The parser produces `IoRedirect` nodes for redirections. The actual enum has four variants: `File`, `HereDocument`, `HereString`, and `OutputAndError`. File redirections use `IoFileRedirectKind` to distinguish the operation type.

| Syntax | Semantic Description | Behavior |
|--------|---------------------|----------|
| `> file` | File redirect, write (fd 1) | Write stdout to file |
| `>> file` | File redirect, append (fd 1) | Append stdout to file |
| `< file` | File redirect, read (fd 0) | Read stdin from file |
| `2> file` | File redirect, write (fd 2) | Write stderr to file |
| `2>&1` | File redirect, duplicate output (fd 2 → 1) | Redirect stderr to stdout |
| `<<EOF` | HereDocument | Multi-line stdin from literal text |
| `<<<word` | HereString | Single-line stdin from word expansion |
| `&> file` | OutputAndError | Redirect both stdout and stderr to file |

## Parser Configuration

> **Note (brush-parser 0.3.0 API):** `parse_tokens()` takes three arguments:
> `(&Vec<Token>, &ParserOptions, &SourceInfo)`. The `SourceInfo` struct has a single `source: String`
> field.

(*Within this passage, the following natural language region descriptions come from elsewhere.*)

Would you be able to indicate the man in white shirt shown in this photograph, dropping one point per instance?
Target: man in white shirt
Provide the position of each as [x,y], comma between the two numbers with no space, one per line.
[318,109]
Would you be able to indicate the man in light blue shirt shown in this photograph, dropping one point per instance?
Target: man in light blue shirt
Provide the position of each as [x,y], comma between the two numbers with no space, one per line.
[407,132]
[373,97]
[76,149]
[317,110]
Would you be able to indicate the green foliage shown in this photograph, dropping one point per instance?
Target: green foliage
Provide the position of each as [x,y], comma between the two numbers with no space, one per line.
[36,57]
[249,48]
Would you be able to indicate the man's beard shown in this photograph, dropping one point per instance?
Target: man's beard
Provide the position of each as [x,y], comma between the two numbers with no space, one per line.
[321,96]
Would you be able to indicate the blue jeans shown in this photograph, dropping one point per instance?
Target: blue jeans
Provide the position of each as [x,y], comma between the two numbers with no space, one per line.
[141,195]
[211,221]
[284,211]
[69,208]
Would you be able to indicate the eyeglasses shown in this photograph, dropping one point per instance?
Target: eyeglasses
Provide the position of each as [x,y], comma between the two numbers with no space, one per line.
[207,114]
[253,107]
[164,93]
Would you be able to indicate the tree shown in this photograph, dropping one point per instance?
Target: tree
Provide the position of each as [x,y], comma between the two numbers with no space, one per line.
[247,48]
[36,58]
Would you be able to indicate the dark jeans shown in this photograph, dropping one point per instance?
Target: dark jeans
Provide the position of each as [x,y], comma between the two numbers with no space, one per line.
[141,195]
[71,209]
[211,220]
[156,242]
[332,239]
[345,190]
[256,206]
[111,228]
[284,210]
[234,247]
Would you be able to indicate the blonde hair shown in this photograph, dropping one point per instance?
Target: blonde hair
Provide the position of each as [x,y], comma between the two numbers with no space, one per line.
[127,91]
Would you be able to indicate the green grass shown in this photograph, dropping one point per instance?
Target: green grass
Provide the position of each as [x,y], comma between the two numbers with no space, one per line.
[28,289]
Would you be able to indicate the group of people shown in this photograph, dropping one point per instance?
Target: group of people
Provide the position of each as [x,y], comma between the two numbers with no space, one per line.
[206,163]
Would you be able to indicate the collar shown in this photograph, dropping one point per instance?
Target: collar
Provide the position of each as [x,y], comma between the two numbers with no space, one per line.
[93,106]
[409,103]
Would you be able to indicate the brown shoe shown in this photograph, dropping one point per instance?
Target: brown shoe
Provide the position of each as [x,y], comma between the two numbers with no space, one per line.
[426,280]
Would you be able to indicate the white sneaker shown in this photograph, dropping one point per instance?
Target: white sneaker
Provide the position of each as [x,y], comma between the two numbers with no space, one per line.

The field `tilde_expansion_at_word_start` was renamed to `tilde_expansion`, and
> `tilde_expansion_after_colon` was removed.

```rust
let parse_options = brush_parser::ParserOptions {
    sh_mode: false,                       // bash mode, not POSIX sh
    posix_mode: false,                    // allow bash extensions
    enable_extended_globbing: true,       // @(...), +(...), etc.
    tilde_expansion: true,                // ~ → $HOME
    ..Default::default()
};
```

We parse in bash mode with extended globbing enabled. POSIX sh mode disables bash-specific features like `[[ ]]`, `(( ))`, and brace expansion.

## Handling Parser Errors

brush-parser returns `Result` from both tokenization and parsing. Parse errors are wrapped into `RustBashError::Parse` with the original error message. The interpreter does not attempt error recovery — a parse failure stops execution immediately (matching bash behavior with `set -e` or a syntax error in a non-interactive script).

## Dependency Pinning

brush-parser is available on crates.io:

```toml
[dependencies]
brush-parser = "0.3.0"
```

When upgrading, run the full test suite and check for AST type changes. Consider wrapping brush-parser types in adapter types if upstream churn becomes a problem.